Il secondo aspetto riguarda una riflessione più generica, riferita al rapporto tra la nostra Pubblica Amministrazione e l’imprenditoria. Qui la questione è ancora più chiara. Se non ci fosse stato quel famoso vuoto di tutela, non ci sarebbero stati problemi. Non ci sarebbero stati investimenti. Non ci sarebbero stati avvocati. E ora, per un fallimento dello Stato, a farne le spese deve essere un soggetto privato. Precisiamo meglio. Quel vuoto di tutela c’era. Questo ha consentito a un imprenditore di avere un’idea, e di avviare (nel rispetto della legge) tale idea. Soltanto quando la stampa ha segnalato l’avvio dei lavori, c’è stato il blocco degli stessi. Ipotizziamo per un istante che non sia McDonald’s a presentare il progetto, ma uno di quei tanti auto-imprenditori di talento che il nostro Paese incita a manifestarsi. Ebbene, questo auto-imprenditore, dopo aver coinvolto e convinto investitori, dopo aver pagato grafici, architetti, consulenti per studi di fattibilità, dopo aver pagato geometri, avvocati, ecc. ora dovrebbe rimborsare tutti, di tasca propria o con i risparmi dei genitori, perché nel frattempo erano partiti i contratti. Significa far fallire una PMI, o meglio significa proprio farle passare a monte la voglia di fare, proporre, provare, rischiare.
“Il dubbio è che, se ci fosse stato un altro imprenditore al posto di McDonald’s, tutto ciò non sarebbe successo”.
Il terzo aspetto riguarda la credibilità internazionale: quando McDonald’s ha avviato il progetto, di certo non dava per scontato che tale progetto arrivasse a compimento. C’erano le condizioni, è vero, ma, si sa, quando si tratta del nostro Paese, non si sa mai quello che può succedere. Il punto è proprio questo: non si sa mai quello che può succedere. Questo passaggio non giova per niente al nostro Paese. Non giova alla credibilità internazionale, non giova nella ricerca di investitori esteri disposti a credere nei nostri progetti.
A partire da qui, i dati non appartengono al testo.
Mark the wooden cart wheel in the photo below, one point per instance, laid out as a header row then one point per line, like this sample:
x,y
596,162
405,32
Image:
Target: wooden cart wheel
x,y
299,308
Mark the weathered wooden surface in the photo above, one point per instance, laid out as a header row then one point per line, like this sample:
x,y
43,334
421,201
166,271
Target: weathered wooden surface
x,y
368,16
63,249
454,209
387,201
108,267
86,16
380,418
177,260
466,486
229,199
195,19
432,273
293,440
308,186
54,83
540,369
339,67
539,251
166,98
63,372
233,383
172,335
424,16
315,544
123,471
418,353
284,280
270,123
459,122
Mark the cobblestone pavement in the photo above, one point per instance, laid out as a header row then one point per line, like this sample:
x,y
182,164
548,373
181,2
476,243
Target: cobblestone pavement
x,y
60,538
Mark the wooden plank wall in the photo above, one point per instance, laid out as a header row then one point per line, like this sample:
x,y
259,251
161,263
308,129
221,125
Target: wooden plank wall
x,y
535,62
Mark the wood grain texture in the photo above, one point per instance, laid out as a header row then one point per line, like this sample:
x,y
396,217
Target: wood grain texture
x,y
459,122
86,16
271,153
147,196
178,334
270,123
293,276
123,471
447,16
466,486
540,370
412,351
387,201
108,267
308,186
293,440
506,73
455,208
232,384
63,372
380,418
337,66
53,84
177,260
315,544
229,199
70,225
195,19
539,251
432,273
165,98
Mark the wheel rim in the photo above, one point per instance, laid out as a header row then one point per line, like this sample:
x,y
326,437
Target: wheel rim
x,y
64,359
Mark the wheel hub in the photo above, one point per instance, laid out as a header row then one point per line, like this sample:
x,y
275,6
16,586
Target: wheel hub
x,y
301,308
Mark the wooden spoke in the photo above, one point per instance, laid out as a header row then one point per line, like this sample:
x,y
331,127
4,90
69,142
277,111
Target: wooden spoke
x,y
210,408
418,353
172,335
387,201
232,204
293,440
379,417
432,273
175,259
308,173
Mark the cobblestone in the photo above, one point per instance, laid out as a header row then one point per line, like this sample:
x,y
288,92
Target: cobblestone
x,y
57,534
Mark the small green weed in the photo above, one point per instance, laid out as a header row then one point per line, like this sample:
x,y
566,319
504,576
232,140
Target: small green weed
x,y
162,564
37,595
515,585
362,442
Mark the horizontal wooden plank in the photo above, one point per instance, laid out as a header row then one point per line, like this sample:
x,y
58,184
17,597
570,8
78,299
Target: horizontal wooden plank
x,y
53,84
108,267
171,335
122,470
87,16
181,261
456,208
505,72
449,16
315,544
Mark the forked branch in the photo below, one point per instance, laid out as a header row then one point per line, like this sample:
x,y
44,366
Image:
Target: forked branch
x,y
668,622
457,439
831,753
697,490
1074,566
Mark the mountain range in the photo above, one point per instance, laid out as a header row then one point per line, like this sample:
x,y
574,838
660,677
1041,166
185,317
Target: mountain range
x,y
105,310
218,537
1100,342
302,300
Questo passaggio ci riporta allo stato delle barzellette, perché è impossibile pensare che un imprenditore a New York, a Londra o in qualsiasi altra parte del mondo debba aspettare circa 6 anni prima di comprendere se può aprire o meno l’attività. E, prima che qualcuno storca il naso, si ribadisce che, al momento dei fatti, l’area non era interessata da alcun dispositivo di tutela. Certo, era in un posto meraviglioso. Ma significa forse che tutti i posti meravigliosi debbano essere interdetti all’imprenditoria privata, anche quando si tratta di suolo privato? Pensateci bene, prima di rispondere.
E SE NON SI FOSSE TRATTATO DI MCDONALD’S?
L’ultimo punto è poi un elemento che, per quanto ci si voglia attenere ai fatti, non può non essere considerato: il dubbio che, se ci fosse stato un altro imprenditore al posto di McDonald’s, tutto ciò non sarebbe successo. E questo è un dubbio devastante per la democrazia: il sospetto che, in nome della tutela, in un’area non tutelata, si possa intervenire su un progetto imprenditoriale, condotto da privati su suolo privato e nel pieno rispetto di tutti i regolamenti, ebbene, il sospetto che si possa agire soltanto perché si tratta di un brand piuttosto che un altro, è un sospetto atroce.
Certo, la versione complessa dimostra che si è agito nel pieno rispetto di tutte le norme, e che nessuna di tali azioni ha agito infrangendo le regole della concorrenza. Ma la versione semplicissima, quella che tiene conto che tutto il clamore sia nato dall’idea che McDonald’s (e non un anonimo progetto privato, magari di qualità gastronomica anche peggiore) aprisse a Caracalla, beh, non può tacere questo dubbio. Che hanno in molti.